The latter, however, is problematic. Had Lee been uninvolved in the case, one could understand his overt disdain for Venables; but his job was to defend him, and test the police case as thoroughly as possible. It raises questions about his commitment to his client. As a professional, regardless of personal feelings, Venables should have been ‘his number one sentiment’, or more appropriately his number one ‘priority’. Had he been unable to separate his emotions from his duties, it would have been wise to have withdrawn. Which interpretation Lee intended is unclear.
On a different note, Lee also mentioned his fear of reprisals and even assassination. This is entirely understandable. The case was widely covered in the media and has remained a benchmark for the worst type of criminality in this jurisdiction. Notwithstanding his role as a professional, many may have associated Lee with Venables on a personal level – as someone who approved of and defended his horrendous actions. This fails to recognise that a defence lawyer is not as one with their client, and they do not defend their criminal actions – they defend the rights of a person not yet convicted.
The defence lawyer is an essential requirement of any fair and legitimate criminal justice system. The professional defends, not out of empathy for the accused, but because all should be represented before the law, the rights of the innocent protected and the guilty convicted as the result of a legitimate, balanced and thorough investigation. To target Lee as a sympathiser would therefore be seriously misguided.
More generally, Lee seems comfortable with or at least oblivious to his troubling approach to confidentiality – a duty that continues after the dissolution of the client-lawyer relationship. He describes Venables’ statements, behaviour, and moods in very private settings – for example, a client conference with Venables’ barrister. Presumably, Lee assumes that since Venables is a despised figure forever trapped by necessary anonymity, the obligation of confidentiality no longer subsists. This is, of course, false. Lee’s decision to ‘spill the beans’, presumably for a fee or perhaps to rehabilitate his name, is inappropriate and arguably unethical (in the professional sense). After all, a (good) doctor would not publicly divulge past consultations with famous or controversial patients.

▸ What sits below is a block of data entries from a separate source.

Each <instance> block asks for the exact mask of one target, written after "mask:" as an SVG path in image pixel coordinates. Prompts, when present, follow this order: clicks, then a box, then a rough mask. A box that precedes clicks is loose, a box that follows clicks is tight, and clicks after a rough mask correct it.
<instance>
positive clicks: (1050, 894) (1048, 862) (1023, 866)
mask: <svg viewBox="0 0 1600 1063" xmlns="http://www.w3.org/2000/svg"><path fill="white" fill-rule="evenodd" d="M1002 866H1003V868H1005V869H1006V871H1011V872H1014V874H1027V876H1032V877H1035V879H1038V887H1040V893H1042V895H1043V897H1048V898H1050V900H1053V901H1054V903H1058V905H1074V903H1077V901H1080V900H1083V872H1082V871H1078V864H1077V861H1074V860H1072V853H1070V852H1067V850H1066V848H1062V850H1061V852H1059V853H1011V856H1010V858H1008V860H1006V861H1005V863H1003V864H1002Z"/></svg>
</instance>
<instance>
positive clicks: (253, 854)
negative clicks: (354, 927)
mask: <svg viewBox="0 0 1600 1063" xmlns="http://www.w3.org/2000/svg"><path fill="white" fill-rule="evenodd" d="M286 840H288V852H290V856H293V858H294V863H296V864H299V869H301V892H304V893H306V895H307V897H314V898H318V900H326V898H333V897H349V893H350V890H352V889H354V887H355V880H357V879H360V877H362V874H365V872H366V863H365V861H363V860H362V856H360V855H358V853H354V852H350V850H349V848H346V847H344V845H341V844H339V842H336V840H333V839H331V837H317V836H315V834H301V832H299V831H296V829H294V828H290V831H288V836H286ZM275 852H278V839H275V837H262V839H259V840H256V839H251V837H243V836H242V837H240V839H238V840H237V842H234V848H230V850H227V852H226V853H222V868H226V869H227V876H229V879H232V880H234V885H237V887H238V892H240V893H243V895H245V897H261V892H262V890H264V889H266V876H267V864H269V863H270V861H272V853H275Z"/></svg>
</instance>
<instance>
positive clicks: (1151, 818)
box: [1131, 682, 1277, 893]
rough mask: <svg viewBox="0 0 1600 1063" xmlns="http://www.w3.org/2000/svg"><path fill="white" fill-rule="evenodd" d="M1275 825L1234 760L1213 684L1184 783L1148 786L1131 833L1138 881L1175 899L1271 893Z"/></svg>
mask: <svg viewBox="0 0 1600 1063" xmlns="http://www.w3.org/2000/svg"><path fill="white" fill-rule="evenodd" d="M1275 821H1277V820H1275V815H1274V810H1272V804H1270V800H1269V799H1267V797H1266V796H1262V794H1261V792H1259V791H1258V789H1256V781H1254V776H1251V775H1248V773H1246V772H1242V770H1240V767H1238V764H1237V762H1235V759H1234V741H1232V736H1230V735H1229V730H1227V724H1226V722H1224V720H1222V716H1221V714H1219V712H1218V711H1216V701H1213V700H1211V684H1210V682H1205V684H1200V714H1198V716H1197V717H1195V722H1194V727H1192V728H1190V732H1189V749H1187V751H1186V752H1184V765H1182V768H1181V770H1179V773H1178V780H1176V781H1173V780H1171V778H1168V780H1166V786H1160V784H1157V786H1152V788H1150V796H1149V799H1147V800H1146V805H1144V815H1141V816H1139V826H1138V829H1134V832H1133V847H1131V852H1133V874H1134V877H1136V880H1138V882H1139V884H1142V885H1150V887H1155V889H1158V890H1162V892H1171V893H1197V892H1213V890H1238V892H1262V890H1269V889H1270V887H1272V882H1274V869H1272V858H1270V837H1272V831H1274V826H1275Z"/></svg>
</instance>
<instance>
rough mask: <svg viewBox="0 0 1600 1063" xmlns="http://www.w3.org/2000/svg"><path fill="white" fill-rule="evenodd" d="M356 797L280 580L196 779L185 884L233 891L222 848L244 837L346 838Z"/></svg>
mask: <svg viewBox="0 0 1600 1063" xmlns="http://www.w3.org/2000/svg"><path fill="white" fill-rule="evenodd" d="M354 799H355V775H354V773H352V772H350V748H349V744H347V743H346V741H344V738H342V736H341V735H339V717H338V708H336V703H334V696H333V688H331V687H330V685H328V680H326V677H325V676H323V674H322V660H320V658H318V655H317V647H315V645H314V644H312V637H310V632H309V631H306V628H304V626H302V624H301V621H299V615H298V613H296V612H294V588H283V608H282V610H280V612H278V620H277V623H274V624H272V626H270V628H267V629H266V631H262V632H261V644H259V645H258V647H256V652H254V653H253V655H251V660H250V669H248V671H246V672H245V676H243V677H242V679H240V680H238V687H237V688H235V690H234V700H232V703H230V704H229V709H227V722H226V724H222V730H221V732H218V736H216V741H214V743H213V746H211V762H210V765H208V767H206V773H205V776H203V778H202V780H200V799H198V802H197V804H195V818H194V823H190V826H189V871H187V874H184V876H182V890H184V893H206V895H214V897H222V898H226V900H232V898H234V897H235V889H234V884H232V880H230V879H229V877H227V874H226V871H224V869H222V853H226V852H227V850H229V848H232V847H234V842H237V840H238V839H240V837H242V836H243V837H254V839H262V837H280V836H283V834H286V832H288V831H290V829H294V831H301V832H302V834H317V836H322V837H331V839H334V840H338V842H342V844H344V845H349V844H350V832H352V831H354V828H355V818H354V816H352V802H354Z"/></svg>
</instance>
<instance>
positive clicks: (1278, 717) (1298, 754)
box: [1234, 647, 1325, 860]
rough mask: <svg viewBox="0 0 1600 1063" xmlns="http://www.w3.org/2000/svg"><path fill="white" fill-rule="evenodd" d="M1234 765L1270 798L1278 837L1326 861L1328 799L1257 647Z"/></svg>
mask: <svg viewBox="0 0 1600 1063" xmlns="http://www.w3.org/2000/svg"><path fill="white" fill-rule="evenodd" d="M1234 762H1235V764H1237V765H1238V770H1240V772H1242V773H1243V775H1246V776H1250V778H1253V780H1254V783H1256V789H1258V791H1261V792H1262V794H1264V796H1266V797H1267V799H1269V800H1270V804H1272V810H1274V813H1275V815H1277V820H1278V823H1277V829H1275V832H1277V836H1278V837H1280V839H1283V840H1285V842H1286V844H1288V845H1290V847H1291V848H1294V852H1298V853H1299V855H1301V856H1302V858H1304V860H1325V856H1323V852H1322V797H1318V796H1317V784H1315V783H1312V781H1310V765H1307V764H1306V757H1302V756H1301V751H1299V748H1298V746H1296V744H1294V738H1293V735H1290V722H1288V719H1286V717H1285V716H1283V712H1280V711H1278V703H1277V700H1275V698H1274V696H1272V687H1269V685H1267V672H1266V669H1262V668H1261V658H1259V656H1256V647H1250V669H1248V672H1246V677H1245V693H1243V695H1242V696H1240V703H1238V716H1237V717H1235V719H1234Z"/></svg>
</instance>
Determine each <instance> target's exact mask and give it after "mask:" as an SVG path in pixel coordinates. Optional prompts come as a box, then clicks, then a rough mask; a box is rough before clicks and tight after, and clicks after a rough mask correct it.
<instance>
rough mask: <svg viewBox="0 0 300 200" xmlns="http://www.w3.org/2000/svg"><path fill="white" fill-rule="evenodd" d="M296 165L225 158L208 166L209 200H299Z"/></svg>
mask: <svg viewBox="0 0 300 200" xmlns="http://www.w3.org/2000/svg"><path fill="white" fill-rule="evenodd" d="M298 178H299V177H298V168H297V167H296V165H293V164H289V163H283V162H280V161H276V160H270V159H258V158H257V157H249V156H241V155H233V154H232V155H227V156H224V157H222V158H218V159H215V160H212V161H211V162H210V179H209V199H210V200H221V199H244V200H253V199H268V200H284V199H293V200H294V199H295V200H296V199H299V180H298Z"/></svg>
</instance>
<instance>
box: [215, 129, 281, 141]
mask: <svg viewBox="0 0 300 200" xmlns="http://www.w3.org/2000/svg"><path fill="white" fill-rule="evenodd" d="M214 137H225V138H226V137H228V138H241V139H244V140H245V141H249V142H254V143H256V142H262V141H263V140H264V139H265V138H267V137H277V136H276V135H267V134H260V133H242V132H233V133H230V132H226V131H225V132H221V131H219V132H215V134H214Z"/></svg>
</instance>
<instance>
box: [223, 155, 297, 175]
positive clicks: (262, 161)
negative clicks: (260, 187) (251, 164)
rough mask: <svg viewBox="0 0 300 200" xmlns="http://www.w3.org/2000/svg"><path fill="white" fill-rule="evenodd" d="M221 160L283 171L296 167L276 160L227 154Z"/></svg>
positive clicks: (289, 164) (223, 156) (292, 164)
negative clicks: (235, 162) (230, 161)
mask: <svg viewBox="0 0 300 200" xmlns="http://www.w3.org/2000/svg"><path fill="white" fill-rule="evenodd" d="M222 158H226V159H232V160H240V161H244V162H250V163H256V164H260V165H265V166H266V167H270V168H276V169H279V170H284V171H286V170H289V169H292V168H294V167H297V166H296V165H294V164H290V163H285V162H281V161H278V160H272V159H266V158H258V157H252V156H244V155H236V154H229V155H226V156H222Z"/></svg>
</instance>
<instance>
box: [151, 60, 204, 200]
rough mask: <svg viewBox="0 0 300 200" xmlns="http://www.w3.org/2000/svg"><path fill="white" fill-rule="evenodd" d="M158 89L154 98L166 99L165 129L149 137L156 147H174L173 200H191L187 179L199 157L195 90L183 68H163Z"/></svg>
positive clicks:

Lee’s empathy for James Bulger and his family, and horror at the nature of the case, are entirely understandable. He drew a difficult hand, but was nonetheless bound to fulfil a critical role; had he felt professionally or personally unable to handle the case, he should perhaps have passed the brief to a more experienced colleague as quickly as possible. Lee saw it through and that is very much to his credit. But in describing his experiences, he should have clearly marked a line between his professional role and personal feelings. By blurring the boundary between the two, he has undermined the integrity of his position as a defence lawyer in this infamous case.